A journal of narrative writing.
The Woman with the Halo

Most folks make fun of the woman with the halo and call her names like Moon Lady and Bug Lamp. It’s the way she glows on summer nights and can’t help attracting insects that makes them gawk and snicker. The bugs swarm around her head, hissing, sizzling, and popping to their deaths when they fly too close. But the farmers always come to her defense. If it weren’t for the haloed lady, they say, the insect infestations would ruin the annual fruit crop. Scientists and journalists pester her from time to time, pressing her with inquiries, hoping to identify the properties of halo-bearing. She tells them how the magnitude of the halo is greater than the force it takes to carry around so much light—in other words, it’s less dangerous than it looks.
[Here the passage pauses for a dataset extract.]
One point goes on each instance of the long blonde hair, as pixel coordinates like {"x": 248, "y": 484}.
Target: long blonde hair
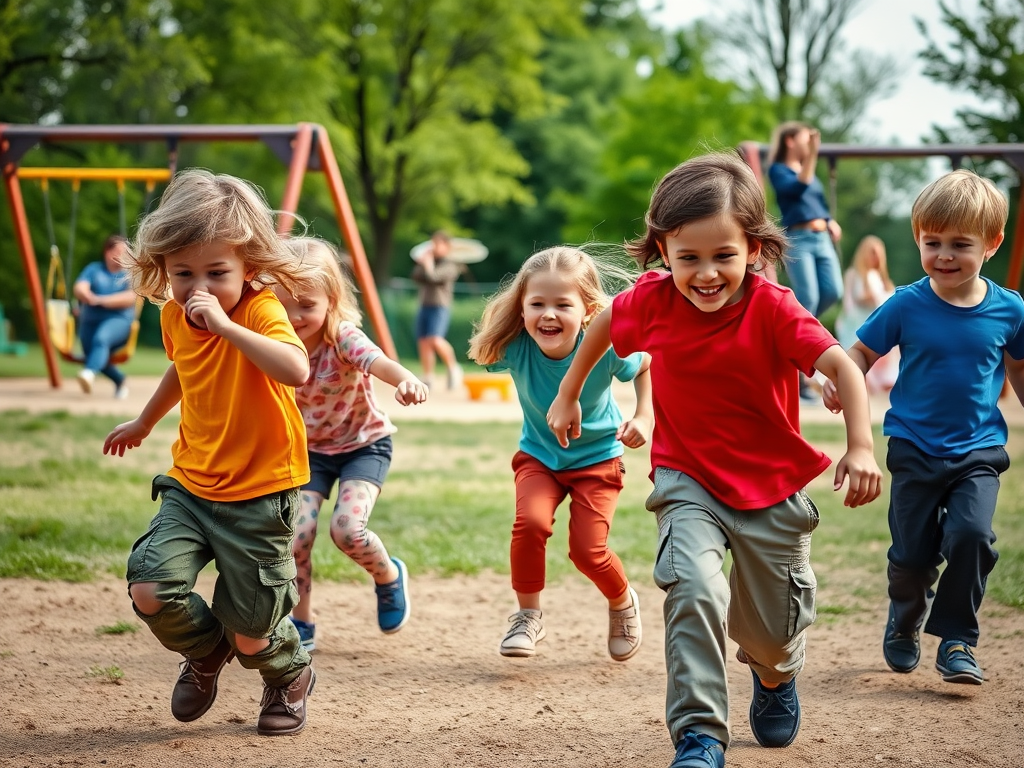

True, a halo is not without its risks, but as long as it clings tightly to her head, she represents only a minimal fire hazard. The real difficulty, she explains, is being so indelibly visible. She wishes she could simply blend in and hide her light inside herself as others do, or keep it under the proverbial bowl, though that metaphor never really worked for her despite the fact that her mother made her a sleeping bowl out of oven-proof ceramic rimmed with silicone handles for easy removal. Not long after receiving the gift, she rolled out of bed, shattering the bowls and setting the hem of the bedspread on fire as the halo burst free. These days when she can’t sleep, and she often can’t (it’s so hard to sleep with the light on like that), the haloed woman stands outside on the street, glowing like a human star. Excuse me, she says to anyone within earshot. Would you like a light? Rare passersby stop and say, yes. They lean toward her halo with their unlit cigarettes and linger for a moment, puffing smoke in her face and shooting the breeze. These are the happiest moments in the haloed woman’s life, the moments when she chats and feels okay just being here on earth. That’s when she imagines herself as soothingly forgettable as any stranger, insomniac, or secondary character in a novel who can easily dissolve into the world like sugar in hot water.